Susan Sontag lo ha detto con la brutalità che le apparteneva: tutte le fotografie sono, in qualche modo, memento mori. Fotografare significa prendere parte alla mortalità, alla vulnerabilità, alla trasformazione di qualcuno o qualcosa. E ha scritto anche una frase che, da sola, potrebbe essere la storia della fotografia: «When we are afraid, we shoot. But when we are nostalgic, we take pictures». Quando abbiamo paura spariamo, ma quando siamo nostalgici fotografiamo. Eppure una fotografia non produce nostalgia soltanto perché conserva ciò che è perduto. Può farci desiderare anche qualcosa che non abbiamo mai vissuto. È forse questa la sua forma più misteriosa. Guardiamo una ragazza con una frangia troppo corta in un club londinese dei primi anni Ottanta, un gruppo di adolescenti americani in una stanza devastata, una drag queen che fuma in un appartamento di New York, e proviamo nostalgia. Non per noi, ma per un tempo al quale non siamo mai appartenuti. È una dinamica che attraversa con particolare forza la fotografia delle sottoculture che, quando diventano abbastanza visibili da essere fotografate, sono già minacciate dalla propria trasformazione. Gli halbstarken di Karlheinz Weinberger, i ragazzi di Tulsa fotografati da Larry Clark, il mondo di amici, amanti, drag queen e tossicodipendenti che Nan Goldin ha raccontato per anni. Oggi quelle immagini vengono guardate come archivi di mondi perduti. Ma quando sono state scattate erano vita che accadeva, spesso in modo autodistruttivo, pericoloso e disordinato. La nostalgia che proviamo guardandole non appartiene necessariamente ai loro soggetti.
Una fotografia può anche finire per contenere un ricordo che non ha niente a che fare con il momento dello scatto. Mi è successo con L’ami, scattata da Hervé Guibert nel 1979. È un’immagine che mi è arrivata anni fa come una cartolina postale da un’amica. Da allora, ogni volta che la guardo, penso a lei. La fotografia di Guibert continua a essere quella fotografia, ma per me ha finito per contenere anche un’altra storia, una memoria che non appartiene né al suo autore né alla mano sul petto del ragazzo ritratto. Ogni volta che la guardo, rivivo l’istante in cui l’ho trovata nella mia buca delle lettere.

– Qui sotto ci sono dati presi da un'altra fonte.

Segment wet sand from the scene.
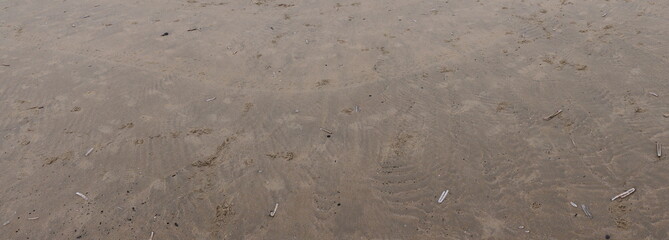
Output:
[0,0,669,239]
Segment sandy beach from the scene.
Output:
[0,0,669,240]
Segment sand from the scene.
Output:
[0,0,669,239]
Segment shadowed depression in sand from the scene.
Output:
[0,0,669,239]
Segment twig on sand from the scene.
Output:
[544,109,562,121]
[269,203,279,217]
[611,188,636,201]
[581,204,592,218]
[437,190,448,203]
[84,148,93,157]
[321,128,332,134]
[74,192,90,201]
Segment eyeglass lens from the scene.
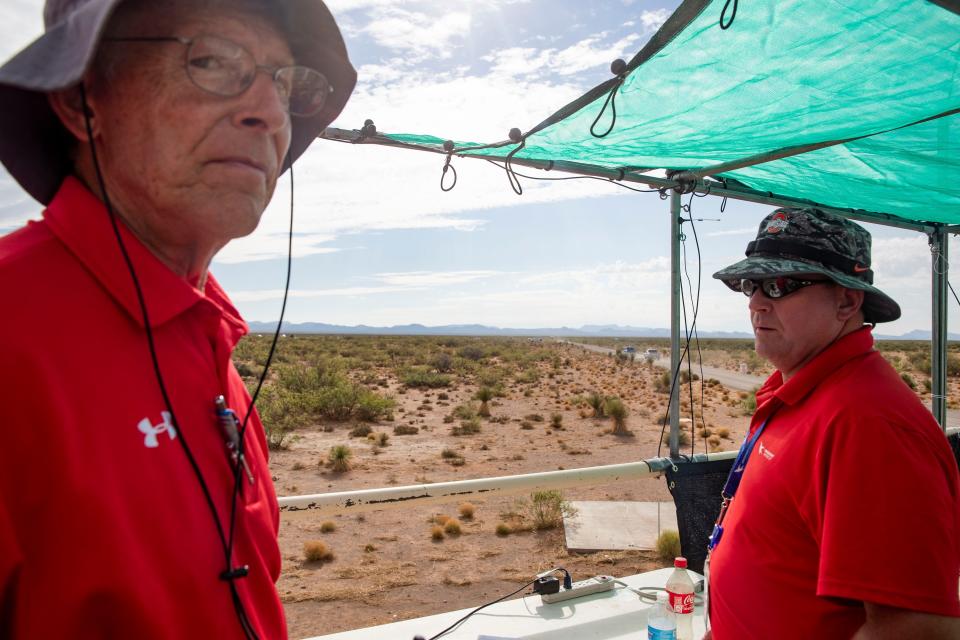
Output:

Forse è per questo che la fotografia, invece che riportarci indietro, fa qualcosa di più crudele e più generoso: ci mostra che indietro non possiamo tornarci. Gli scrittori possono inventare il passato, ricostruirlo, persino correggerlo. I fotografi devono invece fare i conti con qualcosa che è stato davvero davanti al loro obiettivo. Chissà, magari continuiamo a fotografare proprio per questo motivo. Non per salvare il tempo, ma per costruire un luogo in cui poter tornare. Un luogo imperfetto, parziale, spesso persino falso, ma nostro. E ogni volta che lo guardiamo sappiamo due cose insieme: che non esiste più e che, in qualche modo, continua a esistere soltanto perché lo abbiamo inventato.